Ian Bell likes batting against Bangladesh. A lot of batsmen do, but Bell has thrived against them. So much so that during his century in the recent Mirpur Test, his average against Bangladesh touched 488 in five innings, before it was halved when they dismissed him for only the second time. Bell's quirky average of 488 against Bangladesh is the highest mean any batsman has had against a particular team at any point of time. The averages in the tables below include all the runs scored until the batsman's dismissal in the last listed innings.
Bell's second and third Tests were against Bangladesh in 2005 and he scored 65 and 162 - both unbeaten innings - at Lord's and Chester-le-Street. Those performances followed his 70 on debut against West Indies at the Oval in 2004. So when Bell played his first Ashes Test, at headquarters in 2005, his career average reached 303 before Glenn McGrath bowled him for 6. By the time Australia were done with him, that figure had plummeted to 42.54. His Test average may have been reduced to normal size, but Bell continued to pile it on against Bangladesh, scoring 84, 39 not out and 138 in the recent two-match series.
Bell's mean of 303, just before his dismissal in the Lord's Ashes Test, is among the highest career averages for a player at any point in a career. That table is headed by Lawrence Rowe, the only batsman to score a double-century and a hundred on debut. Rowe scored 214 and 100 against New Zealand at Sabina Park and his average reached 336 before his next dismissal, in Trinidad.
When Don Bradman came to Leeds to play his first Test at Headingley, in 1930, he made his career best score - 334. When he returned in 1934, he made his second-highest score - 304. His average of 638, just before his second dismissal, is the highest any batsman has managed at any venue. Bradman returned for two more Tests at Headingley and scored two centuries in four innings. His final average there was 192.60. At one point he also averaged 476 at The Oval, after scoring double-centuries in his first two Test innings there.
The highest ODI mean for a batsman at any stage of his career belongs to Kevin Pietersen, whose average soared to 267 during his seventh ODI - against South Africa, at Port Elizabeth in 2005. He had been unbeaten in four innings out of six. Pietersen went on to score 75, 100 not out and 116 in his next three innings in South Africa, which meant his average, even after nine innings, was 186.
Michael Hussey, however, had an even more astonishing run at the start of his career. He had an average of 177.75 after his first 23 matches (17 innings) because of 12 unbeaten knocks with a high score of only 88 not out.

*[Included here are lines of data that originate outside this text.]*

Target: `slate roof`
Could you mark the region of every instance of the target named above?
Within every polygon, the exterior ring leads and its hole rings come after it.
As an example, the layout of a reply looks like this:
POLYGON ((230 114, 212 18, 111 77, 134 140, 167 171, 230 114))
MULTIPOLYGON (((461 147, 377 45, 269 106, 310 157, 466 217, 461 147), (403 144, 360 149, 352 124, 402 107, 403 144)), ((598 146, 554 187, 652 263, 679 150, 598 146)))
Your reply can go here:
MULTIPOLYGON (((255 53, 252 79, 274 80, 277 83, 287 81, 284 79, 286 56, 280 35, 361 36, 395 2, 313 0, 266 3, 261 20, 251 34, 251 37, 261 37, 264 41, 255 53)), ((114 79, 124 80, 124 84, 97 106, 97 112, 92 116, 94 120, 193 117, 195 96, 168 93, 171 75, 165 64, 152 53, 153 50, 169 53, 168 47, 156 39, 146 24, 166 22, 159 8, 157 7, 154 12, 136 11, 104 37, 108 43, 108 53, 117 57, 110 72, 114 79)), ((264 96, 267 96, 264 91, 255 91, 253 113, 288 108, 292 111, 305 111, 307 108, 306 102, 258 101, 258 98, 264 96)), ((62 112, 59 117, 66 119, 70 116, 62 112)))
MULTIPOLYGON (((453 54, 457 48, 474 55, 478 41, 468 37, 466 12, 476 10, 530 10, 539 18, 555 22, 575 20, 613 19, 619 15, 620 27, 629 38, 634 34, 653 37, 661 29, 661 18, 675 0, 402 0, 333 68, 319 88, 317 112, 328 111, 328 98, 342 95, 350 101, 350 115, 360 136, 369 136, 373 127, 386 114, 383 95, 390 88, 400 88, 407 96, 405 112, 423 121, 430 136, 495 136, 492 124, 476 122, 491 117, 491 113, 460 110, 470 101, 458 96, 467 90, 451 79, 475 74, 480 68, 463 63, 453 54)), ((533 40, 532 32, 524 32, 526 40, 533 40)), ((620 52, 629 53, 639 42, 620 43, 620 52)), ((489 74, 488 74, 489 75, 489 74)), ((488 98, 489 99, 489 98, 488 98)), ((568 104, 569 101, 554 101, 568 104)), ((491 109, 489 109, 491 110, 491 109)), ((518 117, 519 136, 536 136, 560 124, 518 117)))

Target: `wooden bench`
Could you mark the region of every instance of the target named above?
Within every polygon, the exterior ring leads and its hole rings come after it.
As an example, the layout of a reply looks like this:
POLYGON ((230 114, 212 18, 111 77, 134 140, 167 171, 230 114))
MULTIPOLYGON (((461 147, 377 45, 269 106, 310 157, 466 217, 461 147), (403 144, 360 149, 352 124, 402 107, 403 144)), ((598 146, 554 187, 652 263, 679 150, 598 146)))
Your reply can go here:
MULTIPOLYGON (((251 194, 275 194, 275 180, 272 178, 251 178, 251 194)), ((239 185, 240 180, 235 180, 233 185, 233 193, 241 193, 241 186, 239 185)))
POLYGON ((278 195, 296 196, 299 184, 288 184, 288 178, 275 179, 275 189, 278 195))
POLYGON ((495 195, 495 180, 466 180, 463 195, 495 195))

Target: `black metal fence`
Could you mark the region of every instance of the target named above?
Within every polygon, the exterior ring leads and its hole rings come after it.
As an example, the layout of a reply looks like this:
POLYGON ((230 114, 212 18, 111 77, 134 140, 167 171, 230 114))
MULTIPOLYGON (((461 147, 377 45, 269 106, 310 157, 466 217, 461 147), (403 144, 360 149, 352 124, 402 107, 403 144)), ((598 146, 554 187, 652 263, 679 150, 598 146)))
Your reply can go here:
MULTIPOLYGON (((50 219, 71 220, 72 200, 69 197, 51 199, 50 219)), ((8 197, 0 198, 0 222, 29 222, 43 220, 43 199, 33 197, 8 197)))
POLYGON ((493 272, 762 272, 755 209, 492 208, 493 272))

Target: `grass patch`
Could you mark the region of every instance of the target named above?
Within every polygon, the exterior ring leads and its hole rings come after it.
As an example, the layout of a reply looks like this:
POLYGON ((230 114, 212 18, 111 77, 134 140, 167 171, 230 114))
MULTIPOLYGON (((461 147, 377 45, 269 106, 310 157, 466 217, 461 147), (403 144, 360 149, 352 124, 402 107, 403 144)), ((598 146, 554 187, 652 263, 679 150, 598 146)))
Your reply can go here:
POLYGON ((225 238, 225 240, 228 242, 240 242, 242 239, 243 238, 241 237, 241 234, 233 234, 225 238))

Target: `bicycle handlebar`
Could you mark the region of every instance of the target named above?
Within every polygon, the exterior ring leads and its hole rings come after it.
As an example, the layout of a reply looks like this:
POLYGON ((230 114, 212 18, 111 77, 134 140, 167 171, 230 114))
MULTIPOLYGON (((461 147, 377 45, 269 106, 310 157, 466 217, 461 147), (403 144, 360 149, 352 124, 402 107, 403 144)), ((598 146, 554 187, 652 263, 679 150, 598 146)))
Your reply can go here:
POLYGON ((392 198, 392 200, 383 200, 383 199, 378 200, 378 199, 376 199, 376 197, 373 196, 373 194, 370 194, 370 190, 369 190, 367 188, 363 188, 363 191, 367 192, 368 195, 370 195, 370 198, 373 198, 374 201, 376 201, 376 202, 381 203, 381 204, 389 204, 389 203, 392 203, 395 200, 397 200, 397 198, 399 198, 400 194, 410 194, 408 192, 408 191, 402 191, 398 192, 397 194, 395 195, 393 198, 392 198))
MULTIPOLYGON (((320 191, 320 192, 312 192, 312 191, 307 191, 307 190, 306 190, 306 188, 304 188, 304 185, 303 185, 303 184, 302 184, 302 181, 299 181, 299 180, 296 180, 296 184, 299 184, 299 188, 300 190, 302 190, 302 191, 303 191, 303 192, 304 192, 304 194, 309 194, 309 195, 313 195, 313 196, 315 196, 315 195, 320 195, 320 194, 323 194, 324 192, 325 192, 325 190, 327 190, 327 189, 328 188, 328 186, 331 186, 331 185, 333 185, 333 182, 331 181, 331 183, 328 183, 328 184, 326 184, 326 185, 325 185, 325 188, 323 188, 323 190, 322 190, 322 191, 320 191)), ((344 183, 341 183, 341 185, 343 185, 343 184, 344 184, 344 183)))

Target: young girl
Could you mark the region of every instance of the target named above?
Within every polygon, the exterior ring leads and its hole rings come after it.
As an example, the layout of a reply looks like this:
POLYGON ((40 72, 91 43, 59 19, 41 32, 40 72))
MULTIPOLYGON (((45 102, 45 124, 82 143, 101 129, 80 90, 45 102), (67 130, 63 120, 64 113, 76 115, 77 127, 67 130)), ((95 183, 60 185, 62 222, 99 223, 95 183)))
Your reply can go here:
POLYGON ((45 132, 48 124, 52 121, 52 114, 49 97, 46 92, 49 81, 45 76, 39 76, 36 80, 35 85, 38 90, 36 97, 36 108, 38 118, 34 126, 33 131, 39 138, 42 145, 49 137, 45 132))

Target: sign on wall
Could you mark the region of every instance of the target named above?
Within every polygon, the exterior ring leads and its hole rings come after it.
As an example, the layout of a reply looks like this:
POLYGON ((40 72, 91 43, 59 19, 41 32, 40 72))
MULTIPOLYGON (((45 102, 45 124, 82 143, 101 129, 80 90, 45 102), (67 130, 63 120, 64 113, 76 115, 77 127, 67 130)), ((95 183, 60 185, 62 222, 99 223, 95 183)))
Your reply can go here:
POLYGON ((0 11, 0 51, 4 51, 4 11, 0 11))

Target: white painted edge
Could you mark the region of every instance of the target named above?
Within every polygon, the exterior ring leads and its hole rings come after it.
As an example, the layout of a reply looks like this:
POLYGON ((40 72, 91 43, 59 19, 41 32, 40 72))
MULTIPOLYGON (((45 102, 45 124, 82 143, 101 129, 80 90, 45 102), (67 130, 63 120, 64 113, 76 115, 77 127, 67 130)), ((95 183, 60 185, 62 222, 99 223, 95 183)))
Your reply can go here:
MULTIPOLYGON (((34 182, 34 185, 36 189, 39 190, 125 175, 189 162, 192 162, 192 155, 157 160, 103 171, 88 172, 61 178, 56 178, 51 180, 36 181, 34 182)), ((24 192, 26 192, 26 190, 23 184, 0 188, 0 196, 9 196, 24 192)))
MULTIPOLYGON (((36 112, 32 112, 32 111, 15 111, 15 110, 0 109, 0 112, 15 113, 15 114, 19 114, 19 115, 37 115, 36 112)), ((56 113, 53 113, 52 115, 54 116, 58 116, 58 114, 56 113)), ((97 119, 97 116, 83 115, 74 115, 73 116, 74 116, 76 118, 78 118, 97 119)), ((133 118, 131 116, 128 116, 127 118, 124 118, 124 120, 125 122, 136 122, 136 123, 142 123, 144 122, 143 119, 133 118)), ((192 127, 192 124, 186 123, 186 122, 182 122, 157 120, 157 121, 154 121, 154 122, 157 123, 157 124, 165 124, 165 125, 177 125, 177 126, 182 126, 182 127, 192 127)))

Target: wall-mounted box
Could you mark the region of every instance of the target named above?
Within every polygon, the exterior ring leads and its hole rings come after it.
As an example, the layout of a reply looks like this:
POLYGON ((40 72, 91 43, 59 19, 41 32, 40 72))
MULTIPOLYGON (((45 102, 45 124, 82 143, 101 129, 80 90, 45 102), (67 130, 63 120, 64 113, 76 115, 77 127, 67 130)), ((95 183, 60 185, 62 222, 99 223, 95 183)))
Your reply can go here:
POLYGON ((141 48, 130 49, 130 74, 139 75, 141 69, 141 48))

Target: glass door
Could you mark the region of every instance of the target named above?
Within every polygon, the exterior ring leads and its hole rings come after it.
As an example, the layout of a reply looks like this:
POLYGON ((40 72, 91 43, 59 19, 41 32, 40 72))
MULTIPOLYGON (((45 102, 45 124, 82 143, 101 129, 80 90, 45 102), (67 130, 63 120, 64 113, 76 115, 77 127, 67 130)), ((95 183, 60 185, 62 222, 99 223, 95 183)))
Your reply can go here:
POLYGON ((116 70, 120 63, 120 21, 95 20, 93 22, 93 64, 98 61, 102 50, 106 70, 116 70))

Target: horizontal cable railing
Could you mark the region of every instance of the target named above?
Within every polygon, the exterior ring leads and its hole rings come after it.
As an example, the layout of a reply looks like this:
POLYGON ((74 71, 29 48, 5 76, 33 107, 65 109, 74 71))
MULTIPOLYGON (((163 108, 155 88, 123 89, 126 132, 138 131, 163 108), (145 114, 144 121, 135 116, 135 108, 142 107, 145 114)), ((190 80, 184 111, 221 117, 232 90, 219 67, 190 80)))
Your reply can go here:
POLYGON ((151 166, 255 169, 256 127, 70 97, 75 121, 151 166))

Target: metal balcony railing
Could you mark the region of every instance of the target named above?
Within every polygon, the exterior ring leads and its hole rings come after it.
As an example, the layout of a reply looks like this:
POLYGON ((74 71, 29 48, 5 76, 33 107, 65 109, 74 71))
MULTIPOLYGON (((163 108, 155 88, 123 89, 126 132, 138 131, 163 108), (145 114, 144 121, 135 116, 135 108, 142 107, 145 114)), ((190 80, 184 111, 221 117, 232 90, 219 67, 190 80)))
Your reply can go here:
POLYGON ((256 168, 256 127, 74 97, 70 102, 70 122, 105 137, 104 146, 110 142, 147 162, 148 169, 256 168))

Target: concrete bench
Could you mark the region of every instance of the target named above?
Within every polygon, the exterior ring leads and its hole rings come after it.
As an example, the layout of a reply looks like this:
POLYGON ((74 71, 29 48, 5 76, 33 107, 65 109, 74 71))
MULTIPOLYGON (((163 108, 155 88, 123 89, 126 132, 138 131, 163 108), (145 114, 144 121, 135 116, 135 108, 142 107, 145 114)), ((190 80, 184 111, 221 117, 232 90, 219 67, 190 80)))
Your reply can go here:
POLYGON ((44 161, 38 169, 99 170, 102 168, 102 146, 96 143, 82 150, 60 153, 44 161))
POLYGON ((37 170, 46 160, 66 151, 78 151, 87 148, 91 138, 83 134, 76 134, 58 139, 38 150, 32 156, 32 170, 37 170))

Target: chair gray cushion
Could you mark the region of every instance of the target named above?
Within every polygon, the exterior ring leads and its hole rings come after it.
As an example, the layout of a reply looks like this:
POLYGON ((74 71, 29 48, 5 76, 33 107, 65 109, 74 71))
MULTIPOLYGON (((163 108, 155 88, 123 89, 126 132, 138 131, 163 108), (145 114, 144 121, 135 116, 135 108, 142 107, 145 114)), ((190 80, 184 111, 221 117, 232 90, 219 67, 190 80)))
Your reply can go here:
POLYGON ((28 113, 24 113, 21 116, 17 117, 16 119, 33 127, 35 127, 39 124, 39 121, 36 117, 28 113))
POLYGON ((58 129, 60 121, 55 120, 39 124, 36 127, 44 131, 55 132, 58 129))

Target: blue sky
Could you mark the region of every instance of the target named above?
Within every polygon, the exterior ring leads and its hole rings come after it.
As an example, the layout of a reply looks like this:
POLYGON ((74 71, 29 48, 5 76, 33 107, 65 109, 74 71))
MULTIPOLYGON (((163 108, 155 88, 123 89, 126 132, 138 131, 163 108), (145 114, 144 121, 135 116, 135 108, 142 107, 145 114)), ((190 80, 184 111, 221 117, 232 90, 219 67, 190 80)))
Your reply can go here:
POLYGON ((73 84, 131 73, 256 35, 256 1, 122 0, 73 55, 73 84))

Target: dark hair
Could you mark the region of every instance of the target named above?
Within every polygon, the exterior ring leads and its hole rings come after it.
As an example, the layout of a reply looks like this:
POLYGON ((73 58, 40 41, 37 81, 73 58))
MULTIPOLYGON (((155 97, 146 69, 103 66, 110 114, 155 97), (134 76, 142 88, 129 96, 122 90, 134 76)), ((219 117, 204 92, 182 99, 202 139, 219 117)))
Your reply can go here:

Another England batsman has had a prolific run against Bangladesh. During his eighth ODI innings against them, Paul Collingwood's average touched 316, before he was dismissed for 7 and 36 in his next two innings. He now averages only 117.33 against Bangladesh in ODIs.
MS Dhoni's average at the National Stadium in Karachi during his sixth match there is the highest average for a player at a particular venue. Dhoni made 77*, 109*, 26*, and 76 before he was dismissed for 67 when he had an average of 355.